Three months ago Firstport launched its new strategy Increasing Social Impact Through Entrepreneurship and, although internally we have been talking about it for much longer, it is great to get the ball rolling and officially get going with our plans. This feeling of having a clear direction and path at Firstport is much welcomed against a backdrop of uncertainty and shifts in the social and wider enterprise ecosystems.
It feels like a good time to take stock on what we have done in the past few months towards our strategic principals.
One of our core ambitions is to Make more data-driven decisions. That is not to discount the anecdotal evidence or do away with telling the stories of the entrepreneurs we work with, but to make sure they are representative and understand what is going on deep within the network.
This has been a really interesting one and one that is challenging the whole team to work and approach decisions differently. Some changes have been fairly simple, for example, we are starting to use our CRM more and better, which means that we can include more stats and figures in our proposals. But one aspect we are really excited about is the work we are doing thanks to the Analytical Exchange programme, a Scottish Government programme that offers free support to third sector organisations around data, analysis, statistics and research. We were lucky enough to secure some time from a statistician who has been doing some very interesting analysis of our data.
Due to the number and variety of ideas we support, our data could be used as a barometer for the future of the social economy in Scotland and can give the wider economy the information and insights it needs to design and deliver better services for social entrepreneurs. Based on some of the early analysis done so far, we are already uncovering insights that are making us think about our funding decisions and processes. We have started doing a deeper dive into our data and are discovering new areas of insight.
An analysis of the gender split of social entrepreneurs supported by our funding programmes showed us that the number of female applicants has grown over time. Not a big surprise there, as we already knew that we support a higher proportion of women compared to men, reflecting the social enterprise movement as a whole where 64% of social enterprises are led by women. But, we didn’t know that this percentage has been growing, nor were we aware that on average women have been asking for less seed funding than their male counterparts.
In addition, a geographical analysis of the Social Entrepreneurs fund shows that Argyle and Bute, Clackmannanshire, and South Ayrshire outperform their urban cousins when looking at success rates per head of population.
These very specific data points encourage us to dig deeper…. Why are women more attracted to setting up social enterprises now than in 2009? Why are men receiving higher amounts of funding if we get more applications from women?

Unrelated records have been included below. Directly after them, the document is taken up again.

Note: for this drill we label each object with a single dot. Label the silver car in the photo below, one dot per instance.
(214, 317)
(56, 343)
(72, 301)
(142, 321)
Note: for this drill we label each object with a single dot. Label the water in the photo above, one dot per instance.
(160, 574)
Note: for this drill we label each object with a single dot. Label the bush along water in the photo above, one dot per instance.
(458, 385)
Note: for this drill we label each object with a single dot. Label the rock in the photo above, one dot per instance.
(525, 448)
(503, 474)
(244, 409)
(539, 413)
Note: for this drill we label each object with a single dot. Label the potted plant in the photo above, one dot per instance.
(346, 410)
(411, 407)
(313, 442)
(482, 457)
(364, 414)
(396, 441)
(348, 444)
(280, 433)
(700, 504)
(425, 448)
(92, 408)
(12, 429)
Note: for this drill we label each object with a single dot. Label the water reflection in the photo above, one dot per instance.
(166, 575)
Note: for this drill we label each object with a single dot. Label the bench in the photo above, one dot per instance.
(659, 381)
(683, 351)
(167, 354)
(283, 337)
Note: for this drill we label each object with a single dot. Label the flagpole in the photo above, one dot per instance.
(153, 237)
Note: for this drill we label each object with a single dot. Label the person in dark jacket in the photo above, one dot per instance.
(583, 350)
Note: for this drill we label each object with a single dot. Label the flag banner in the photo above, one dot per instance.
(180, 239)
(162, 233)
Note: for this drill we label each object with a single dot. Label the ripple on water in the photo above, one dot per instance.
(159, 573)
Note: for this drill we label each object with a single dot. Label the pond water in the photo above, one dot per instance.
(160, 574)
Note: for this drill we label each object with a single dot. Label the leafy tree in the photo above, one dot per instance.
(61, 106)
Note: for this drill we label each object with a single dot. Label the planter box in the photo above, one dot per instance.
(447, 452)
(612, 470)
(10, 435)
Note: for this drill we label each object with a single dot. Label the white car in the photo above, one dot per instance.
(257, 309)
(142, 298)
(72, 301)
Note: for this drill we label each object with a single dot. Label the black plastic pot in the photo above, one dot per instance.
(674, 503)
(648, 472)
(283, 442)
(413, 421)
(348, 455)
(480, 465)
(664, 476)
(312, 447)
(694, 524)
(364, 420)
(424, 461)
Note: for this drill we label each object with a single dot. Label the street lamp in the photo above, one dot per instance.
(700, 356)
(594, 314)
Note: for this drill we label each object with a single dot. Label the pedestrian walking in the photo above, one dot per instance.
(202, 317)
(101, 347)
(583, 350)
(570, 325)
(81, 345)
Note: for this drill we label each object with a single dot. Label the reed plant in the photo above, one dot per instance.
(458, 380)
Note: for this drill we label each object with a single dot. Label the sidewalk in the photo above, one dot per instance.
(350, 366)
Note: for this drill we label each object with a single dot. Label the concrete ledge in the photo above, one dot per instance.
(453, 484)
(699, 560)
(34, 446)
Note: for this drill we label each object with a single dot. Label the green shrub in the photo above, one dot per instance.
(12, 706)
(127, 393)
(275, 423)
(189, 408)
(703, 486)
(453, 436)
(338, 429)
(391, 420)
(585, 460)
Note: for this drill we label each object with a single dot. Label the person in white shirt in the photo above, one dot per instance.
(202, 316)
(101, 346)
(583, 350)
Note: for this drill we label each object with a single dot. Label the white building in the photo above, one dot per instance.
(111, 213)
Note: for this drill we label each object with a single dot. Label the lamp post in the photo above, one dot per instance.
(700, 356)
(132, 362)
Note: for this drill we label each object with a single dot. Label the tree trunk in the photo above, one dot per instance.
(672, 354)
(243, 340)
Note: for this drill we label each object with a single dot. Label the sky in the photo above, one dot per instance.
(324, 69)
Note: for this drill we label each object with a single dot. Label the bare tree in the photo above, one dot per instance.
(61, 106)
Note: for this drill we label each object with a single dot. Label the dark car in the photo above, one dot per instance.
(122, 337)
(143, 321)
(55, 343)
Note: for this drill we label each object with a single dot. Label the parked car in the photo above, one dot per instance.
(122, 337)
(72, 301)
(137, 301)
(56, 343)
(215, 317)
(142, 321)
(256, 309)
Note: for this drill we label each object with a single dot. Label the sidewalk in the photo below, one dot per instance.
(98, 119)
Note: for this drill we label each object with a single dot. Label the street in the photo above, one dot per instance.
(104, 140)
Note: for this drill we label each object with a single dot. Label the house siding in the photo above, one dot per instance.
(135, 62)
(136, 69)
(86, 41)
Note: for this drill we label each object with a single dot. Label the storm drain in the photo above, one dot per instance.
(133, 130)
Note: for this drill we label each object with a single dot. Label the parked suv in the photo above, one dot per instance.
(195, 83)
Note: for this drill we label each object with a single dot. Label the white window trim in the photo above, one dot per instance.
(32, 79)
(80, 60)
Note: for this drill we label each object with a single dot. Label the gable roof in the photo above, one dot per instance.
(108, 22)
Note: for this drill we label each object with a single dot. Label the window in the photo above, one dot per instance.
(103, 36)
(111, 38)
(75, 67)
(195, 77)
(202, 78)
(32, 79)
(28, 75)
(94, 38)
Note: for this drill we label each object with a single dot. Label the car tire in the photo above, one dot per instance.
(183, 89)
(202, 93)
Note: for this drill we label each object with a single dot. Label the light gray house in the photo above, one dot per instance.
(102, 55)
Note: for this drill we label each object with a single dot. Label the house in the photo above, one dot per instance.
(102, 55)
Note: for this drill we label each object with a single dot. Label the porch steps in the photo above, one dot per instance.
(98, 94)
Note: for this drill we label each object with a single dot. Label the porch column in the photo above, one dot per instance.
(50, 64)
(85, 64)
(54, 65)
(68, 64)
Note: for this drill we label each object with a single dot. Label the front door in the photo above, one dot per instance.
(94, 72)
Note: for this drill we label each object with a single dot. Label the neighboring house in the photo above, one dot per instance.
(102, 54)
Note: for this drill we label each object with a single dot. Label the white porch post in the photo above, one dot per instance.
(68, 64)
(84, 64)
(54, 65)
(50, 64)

And why are traditionally rural communities more successful at getting seed funding?
There are a number of reasons why this may be happening, and it won’t be black and white. What’s important is that now we know this, and can dig into our data further and make even more strategic decisions.

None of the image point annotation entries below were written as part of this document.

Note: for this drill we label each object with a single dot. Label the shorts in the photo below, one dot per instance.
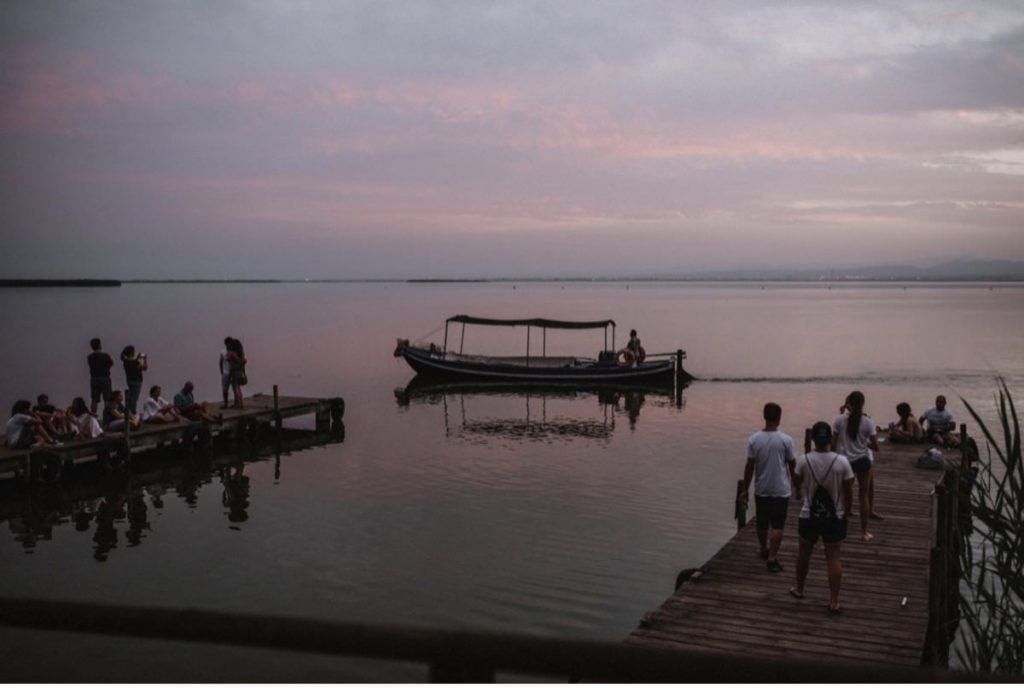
(861, 465)
(771, 512)
(830, 530)
(100, 387)
(26, 438)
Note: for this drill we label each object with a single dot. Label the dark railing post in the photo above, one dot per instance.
(740, 510)
(276, 411)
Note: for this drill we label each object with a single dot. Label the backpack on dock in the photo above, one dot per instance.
(822, 506)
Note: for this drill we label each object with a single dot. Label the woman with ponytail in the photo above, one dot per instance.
(854, 436)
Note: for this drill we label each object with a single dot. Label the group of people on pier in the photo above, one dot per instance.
(843, 453)
(45, 424)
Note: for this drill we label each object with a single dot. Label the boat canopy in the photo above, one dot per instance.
(535, 321)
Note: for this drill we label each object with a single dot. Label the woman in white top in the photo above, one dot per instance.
(854, 435)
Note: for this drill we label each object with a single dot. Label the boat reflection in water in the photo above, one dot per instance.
(116, 503)
(531, 419)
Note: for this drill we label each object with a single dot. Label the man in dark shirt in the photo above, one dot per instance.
(99, 375)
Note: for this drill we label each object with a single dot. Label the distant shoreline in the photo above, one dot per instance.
(458, 281)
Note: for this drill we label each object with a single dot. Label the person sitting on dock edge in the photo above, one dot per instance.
(99, 374)
(906, 430)
(941, 427)
(55, 421)
(157, 410)
(827, 479)
(770, 459)
(25, 430)
(186, 405)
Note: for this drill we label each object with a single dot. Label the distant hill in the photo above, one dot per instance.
(962, 269)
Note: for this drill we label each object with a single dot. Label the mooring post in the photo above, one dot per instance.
(276, 411)
(740, 510)
(679, 378)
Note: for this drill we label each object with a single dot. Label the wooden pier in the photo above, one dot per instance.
(895, 592)
(258, 410)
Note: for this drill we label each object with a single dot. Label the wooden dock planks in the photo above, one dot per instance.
(736, 605)
(258, 409)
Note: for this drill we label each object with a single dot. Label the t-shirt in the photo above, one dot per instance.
(109, 410)
(133, 370)
(100, 364)
(830, 480)
(153, 406)
(771, 450)
(88, 425)
(938, 419)
(854, 447)
(15, 426)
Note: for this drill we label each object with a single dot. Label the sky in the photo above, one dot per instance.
(351, 139)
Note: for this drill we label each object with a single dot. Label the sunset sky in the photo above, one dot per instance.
(563, 138)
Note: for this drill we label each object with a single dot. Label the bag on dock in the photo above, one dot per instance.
(931, 460)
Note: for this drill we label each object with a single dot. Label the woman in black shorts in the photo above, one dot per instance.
(853, 435)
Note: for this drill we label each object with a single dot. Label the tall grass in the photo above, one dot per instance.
(992, 561)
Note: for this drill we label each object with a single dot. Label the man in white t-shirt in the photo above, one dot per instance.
(822, 515)
(941, 427)
(770, 457)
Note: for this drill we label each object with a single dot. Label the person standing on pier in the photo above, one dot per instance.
(225, 371)
(99, 375)
(237, 362)
(827, 477)
(854, 435)
(134, 366)
(770, 460)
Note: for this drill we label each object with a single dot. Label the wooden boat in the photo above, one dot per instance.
(609, 366)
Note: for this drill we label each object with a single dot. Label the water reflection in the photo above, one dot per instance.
(537, 411)
(116, 505)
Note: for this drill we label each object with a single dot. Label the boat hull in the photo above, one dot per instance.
(425, 362)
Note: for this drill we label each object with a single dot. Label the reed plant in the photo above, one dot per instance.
(992, 558)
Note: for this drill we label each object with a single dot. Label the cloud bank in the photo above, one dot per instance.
(368, 139)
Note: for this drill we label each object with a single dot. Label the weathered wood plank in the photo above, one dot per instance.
(738, 606)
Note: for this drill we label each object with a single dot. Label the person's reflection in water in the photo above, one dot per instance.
(156, 492)
(136, 517)
(105, 538)
(633, 402)
(236, 496)
(82, 514)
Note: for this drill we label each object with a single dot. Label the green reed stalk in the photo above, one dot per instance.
(992, 560)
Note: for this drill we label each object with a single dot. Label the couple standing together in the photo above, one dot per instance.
(826, 479)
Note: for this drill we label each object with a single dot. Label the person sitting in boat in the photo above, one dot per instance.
(633, 353)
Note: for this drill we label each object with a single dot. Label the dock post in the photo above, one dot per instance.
(276, 411)
(739, 512)
(679, 378)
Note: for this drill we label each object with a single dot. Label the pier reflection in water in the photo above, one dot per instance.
(115, 505)
(530, 419)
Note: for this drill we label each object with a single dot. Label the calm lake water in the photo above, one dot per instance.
(559, 515)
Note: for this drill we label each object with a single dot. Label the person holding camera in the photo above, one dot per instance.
(134, 366)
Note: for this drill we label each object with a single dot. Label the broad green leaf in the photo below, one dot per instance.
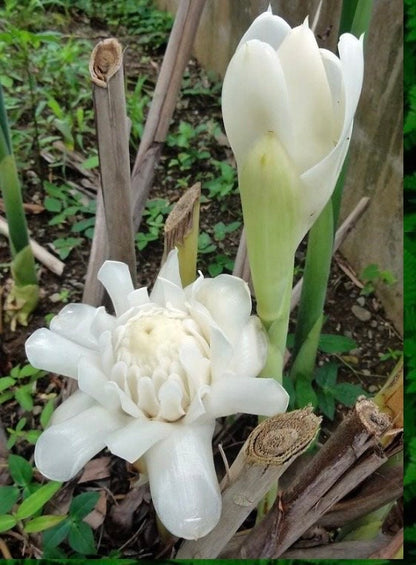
(36, 500)
(83, 504)
(7, 522)
(42, 523)
(8, 498)
(336, 343)
(20, 470)
(54, 536)
(81, 538)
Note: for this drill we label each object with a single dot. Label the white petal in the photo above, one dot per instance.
(197, 366)
(138, 297)
(102, 322)
(147, 400)
(132, 441)
(183, 482)
(259, 396)
(250, 352)
(93, 382)
(74, 322)
(51, 352)
(312, 121)
(227, 299)
(63, 449)
(167, 293)
(252, 105)
(75, 404)
(221, 354)
(268, 28)
(170, 269)
(334, 76)
(170, 398)
(116, 279)
(352, 62)
(320, 181)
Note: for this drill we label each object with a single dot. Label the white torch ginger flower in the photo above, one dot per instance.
(152, 379)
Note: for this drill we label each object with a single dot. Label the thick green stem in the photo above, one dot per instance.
(315, 276)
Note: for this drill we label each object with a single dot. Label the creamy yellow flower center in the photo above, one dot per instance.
(159, 376)
(146, 340)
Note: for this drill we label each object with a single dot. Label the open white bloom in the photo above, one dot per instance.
(152, 379)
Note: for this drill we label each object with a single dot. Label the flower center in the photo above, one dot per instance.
(148, 340)
(164, 360)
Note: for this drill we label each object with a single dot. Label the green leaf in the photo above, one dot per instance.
(347, 393)
(20, 470)
(304, 392)
(326, 376)
(81, 538)
(7, 522)
(24, 397)
(6, 382)
(52, 204)
(8, 498)
(47, 413)
(329, 343)
(83, 504)
(90, 163)
(326, 404)
(56, 535)
(36, 500)
(42, 523)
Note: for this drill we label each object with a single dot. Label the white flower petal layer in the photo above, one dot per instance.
(116, 279)
(265, 397)
(183, 483)
(133, 440)
(63, 449)
(52, 352)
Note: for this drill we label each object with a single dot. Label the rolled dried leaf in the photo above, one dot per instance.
(270, 449)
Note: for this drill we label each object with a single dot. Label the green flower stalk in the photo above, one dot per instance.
(23, 296)
(288, 110)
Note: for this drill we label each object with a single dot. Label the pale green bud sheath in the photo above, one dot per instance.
(271, 194)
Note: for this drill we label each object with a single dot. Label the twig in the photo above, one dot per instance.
(269, 450)
(350, 455)
(164, 100)
(381, 488)
(106, 69)
(40, 253)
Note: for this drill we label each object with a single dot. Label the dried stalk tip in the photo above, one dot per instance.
(106, 59)
(278, 439)
(376, 422)
(179, 223)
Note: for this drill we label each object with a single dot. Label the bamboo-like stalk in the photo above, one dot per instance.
(351, 454)
(106, 70)
(41, 254)
(24, 294)
(182, 230)
(163, 104)
(269, 450)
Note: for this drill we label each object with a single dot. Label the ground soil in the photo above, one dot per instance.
(129, 524)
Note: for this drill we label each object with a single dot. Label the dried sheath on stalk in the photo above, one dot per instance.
(106, 69)
(270, 449)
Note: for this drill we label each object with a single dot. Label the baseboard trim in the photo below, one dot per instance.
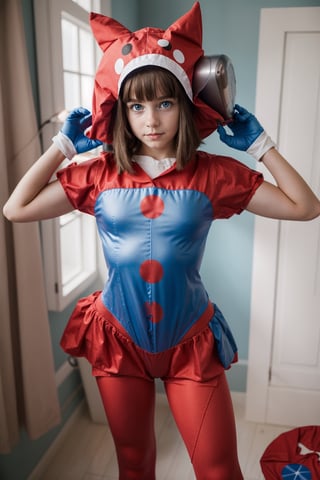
(46, 459)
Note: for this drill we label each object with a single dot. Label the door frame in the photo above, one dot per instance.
(275, 23)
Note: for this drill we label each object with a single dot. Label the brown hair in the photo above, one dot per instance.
(144, 85)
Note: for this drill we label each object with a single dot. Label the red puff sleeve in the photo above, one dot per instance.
(229, 184)
(79, 183)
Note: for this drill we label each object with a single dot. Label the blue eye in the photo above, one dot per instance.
(135, 107)
(165, 104)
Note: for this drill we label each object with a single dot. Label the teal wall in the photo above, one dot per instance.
(230, 27)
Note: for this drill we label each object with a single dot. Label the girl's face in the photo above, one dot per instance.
(155, 123)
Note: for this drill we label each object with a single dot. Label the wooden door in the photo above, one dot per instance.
(284, 351)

It could be as simple as there is more awareness about social enterprises in general, but having worked on a 1–2–1 basis with thousands of female social entrepreneurs, we think there is more to it and we can now put together these figures with what we know anecdotally for a more complete picture.
This is just a small example, but imagine how much more we can understand as we continue to dig into our data?
Insights like these are also a great way to start a conversation more widely- are other agencies noticing similar trends? Or maybe totally different ones. Are others even looking at/using their data at all? I think it is important that we as support providers are as open and transparent as possible and share our insights- after all, we all want social entrepreneurs to thrive, succeed, and grow their impact.